Bunu mümkün kılan ise, o kan, şiddet ve sömürü ile sağlanan çıplak iktisadi çıkar hırsının taşıdığı enerji ile eş düzeyde olmasa dahi, sözkonusu uygarlık değerleri, bu değerlerin evrensel geçerliliği adına seferber edilen enerjinin de dikkate değer bir görünürlük ve büyüklükte oluşudur.

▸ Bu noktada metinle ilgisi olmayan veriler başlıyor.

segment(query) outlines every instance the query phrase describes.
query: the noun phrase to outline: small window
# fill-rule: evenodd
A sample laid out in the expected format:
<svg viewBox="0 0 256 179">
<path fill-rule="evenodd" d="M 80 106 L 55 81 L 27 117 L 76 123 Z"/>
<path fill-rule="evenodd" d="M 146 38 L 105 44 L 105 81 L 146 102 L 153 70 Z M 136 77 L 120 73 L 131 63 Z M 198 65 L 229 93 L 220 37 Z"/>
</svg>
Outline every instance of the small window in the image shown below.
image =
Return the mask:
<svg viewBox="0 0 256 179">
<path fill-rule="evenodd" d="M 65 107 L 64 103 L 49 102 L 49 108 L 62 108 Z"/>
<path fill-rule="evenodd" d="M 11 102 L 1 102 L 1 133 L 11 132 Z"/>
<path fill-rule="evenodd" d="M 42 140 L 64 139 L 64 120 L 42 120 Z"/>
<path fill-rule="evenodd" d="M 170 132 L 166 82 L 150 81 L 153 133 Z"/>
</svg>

21. yüzyıl Avrupa’sı, artık iktisadi çıkar ve avantajlarını ürpertici bir kan ve şiddet süzgecinden geçirerek temin etmek ve korumak safhasını geride bırakmış denilebilir ama bu noktaya gelmekle, sözkonusu uygarlık değerlerini evrenselleştirme öncülüğüne tahsis edebildiği, enerjiyi, -İbn-i Haldun’un kavramıyla- “asabiye”sini de büyük ölçüde yitirmiş görünmektedir.
Bu enerji tükenişinin, onun kökeninden kaynaklandığının bilinciyle, “yarıda kalmış” veya yeniden kendi dar coğrafi sınırlarına, kabuğu içine çekilmeye yüz tutmuş bu evrensel uygarlık amaçlı tarihsel girişimi, tıkandığı noktanın çok daha ilerisine, “ideal” menziline taşımak; eğer ortada gerçekten ismine, vasfına sahip, böyle olduğu için de koşulsuz bir enternasyonalizmi savunacak bir sosyalist akım, hareket olsaydı böylesine sahipsiz dolayısıyla da imkânsız bir misyon gibi görünmezdi.